The topic of encodings will hopefully help a lot of things come together - we’ll see how the charts we’re so used to looking at (like bar charts and line charts) can be viewed as being built of smaller pieces. We’ll do some design exercises in class to help us explore how these mappings can be altered.
This week, we’ll have the lecture first, and then apply what we learned in lecture in an in-class exercise on Wednesday. You’ll also get to do some actual visualization design in a design exercise soon: the first ones are more practice with thinking about questions visualizations can answer (last week), critique practice (Design Exercise 2: Critique Practice this week).
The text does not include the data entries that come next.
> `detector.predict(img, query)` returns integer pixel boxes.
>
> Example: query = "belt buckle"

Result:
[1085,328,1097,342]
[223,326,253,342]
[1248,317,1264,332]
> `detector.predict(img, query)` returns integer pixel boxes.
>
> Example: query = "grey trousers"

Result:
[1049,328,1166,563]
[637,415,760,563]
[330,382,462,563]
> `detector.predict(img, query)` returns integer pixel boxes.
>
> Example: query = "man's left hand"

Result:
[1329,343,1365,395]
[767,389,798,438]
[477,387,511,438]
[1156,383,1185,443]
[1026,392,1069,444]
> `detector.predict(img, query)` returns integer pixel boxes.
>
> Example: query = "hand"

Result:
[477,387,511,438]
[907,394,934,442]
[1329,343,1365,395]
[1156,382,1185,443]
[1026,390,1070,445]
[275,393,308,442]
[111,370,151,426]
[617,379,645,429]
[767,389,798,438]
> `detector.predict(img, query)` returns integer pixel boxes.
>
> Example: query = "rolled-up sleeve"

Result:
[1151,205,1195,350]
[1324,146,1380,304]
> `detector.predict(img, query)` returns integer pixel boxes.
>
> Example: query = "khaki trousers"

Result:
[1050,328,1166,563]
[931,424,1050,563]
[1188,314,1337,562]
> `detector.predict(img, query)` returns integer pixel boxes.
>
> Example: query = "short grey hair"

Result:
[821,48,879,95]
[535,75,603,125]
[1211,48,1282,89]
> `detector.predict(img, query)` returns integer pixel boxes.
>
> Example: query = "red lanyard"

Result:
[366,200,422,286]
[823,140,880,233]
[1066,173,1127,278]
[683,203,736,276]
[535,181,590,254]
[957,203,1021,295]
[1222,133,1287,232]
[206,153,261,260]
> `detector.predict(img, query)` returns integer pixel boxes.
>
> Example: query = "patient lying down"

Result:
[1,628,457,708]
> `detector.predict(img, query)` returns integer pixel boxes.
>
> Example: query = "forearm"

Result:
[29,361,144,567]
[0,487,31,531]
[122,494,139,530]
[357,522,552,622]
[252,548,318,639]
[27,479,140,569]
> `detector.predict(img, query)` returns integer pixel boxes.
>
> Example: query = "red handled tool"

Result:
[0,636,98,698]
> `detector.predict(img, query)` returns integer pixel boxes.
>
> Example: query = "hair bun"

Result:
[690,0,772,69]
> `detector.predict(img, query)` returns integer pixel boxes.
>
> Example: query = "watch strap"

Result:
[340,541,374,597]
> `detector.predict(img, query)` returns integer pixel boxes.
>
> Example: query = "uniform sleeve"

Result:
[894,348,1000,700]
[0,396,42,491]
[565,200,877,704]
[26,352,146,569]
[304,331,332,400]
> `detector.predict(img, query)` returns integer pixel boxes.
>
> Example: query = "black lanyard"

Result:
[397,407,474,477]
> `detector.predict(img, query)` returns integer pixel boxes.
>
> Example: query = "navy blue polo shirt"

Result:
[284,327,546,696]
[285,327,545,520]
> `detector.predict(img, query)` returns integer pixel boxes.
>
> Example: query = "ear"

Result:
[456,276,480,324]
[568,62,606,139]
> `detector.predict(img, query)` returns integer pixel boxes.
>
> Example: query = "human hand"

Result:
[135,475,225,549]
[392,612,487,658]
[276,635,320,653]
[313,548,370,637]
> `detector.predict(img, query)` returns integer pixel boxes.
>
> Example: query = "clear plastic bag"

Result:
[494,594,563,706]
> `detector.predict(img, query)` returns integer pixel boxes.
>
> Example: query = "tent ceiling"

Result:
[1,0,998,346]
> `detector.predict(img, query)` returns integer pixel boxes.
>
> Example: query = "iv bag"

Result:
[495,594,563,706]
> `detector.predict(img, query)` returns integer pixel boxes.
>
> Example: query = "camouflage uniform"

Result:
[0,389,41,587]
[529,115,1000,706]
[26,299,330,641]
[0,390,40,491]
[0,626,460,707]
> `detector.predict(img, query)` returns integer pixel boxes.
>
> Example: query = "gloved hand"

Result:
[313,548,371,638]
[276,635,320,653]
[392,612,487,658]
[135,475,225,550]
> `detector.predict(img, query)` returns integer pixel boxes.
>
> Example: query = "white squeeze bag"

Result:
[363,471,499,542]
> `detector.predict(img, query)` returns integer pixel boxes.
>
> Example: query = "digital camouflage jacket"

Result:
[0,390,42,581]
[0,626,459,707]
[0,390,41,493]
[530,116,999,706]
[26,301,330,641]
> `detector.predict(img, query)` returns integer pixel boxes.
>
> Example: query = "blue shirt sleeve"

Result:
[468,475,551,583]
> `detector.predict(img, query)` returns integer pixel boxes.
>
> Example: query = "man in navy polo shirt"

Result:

Next week, you’ll design something (if you want to look ahead at Design Exercise 3: A Design Problem due Oct 4, it is there - but it might be easier to do after you’ve learned about encodings).
And if all this isn’t enough… we’re going to ask you to try using Tableau soon. See Tableau and watch for announcements.
With online discussions, seek and finds, and end-of-week surveys: we’re going to start to give you feedback on the earlier ones (yes, we’re behind - but are catching up). You might want to look at the feedback pages (Feedback) that explain what we were looking for, and give some examples of what good and bad answers look like.